Vincenzo Ferriolo, Appellant,
v
City of New York et al., Respondents.

—[*1] Decolator, Cohen & DiPrisco, LLP, Garden City (Joseph L. Decolator of counsel), for appellant.

Michael A. Cardozo, Corporation Counsel, New York (Julie Steiner of counsel), for respondents.

Order, Supreme Court, New York County (Eileen A. Rakower, J.), entered March 11, 2008, which, upon reargument, granted defendants' motion for summary judgment dismissing the complaint and denied plaintiff's cross motion for summary judgment on his cause of action pursuant to General Municipal Law § 205-e, unanimously affirmed, without costs.

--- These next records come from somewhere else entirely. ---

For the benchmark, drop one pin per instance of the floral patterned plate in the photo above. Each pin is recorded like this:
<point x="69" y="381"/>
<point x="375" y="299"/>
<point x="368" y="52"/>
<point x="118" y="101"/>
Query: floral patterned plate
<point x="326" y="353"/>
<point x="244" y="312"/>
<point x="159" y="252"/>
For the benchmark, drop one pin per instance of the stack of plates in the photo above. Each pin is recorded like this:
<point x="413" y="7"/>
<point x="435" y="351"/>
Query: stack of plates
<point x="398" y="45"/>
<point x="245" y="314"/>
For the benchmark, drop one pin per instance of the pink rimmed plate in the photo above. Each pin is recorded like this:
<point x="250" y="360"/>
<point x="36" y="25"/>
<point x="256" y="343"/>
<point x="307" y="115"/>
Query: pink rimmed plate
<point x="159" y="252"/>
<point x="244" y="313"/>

Plaintiff was present in the precinct locker room when defendant Gian, a fellow police officer, accidentally discharged his Sig Sauer 9 millimeter semiautomatic weapon. Plaintiff's femur was shattered. Gian was in the process of moving his gun from his locker to a storage locker for inventory purposes. Plaintiff was donning his uniform before beginning his tour of duty and conversing with another officer when the gun went off.

Inasmuch as Gian was moving his weapon to a different location as part of his police duties, plaintiff's exposure to the risk of injury was occasioned by the performance of police duties by his fellow officer. Had plaintiff not been about to commence his tour of duty as a police officer, he would not have been in the precinct locker room changing into his uniform, and he would not have been injured by the discharge of Gian's weapon. Thus, plaintiff's common-law negligence claim is barred by the "firefighter rule" (General Obligations Law § 11-106 [1]; Wadler v City of New York, 14 NY3d 192 [2010]).

The motion court correctly dismissed plaintiff's General Municipal Law § 205-e cause of action predicated upon alleged violations of the Penal Law and the Labor Law. No criminal charges were brought against Gian, and plaintiff failed to come forward with compelling evidence that Gian's conduct was criminally negligent or criminally reckless so as to overcome the presumption that the Penal Law had not been violated (see Williams v City of New York, 2 NY3d 352, 366-367 [2004]). Nor was plaintiff's injury the type of workplace injury contemplated by Labor Law § 27-a (see id. at 367-368). Concur—Tom, J.P., Friedman, Moskowitz, Freedman and Abdus-Salaam, JJ.

The decision and order of this Court entered herein on November 19, 2009 (67 AD3d 556 [2009]) is hereby recalled and vacated (see 2010 NY Slip Op 68169[U] [2010] [decided herewith]). [Prior Case History: 2008 NY Slip Op 30671(U).]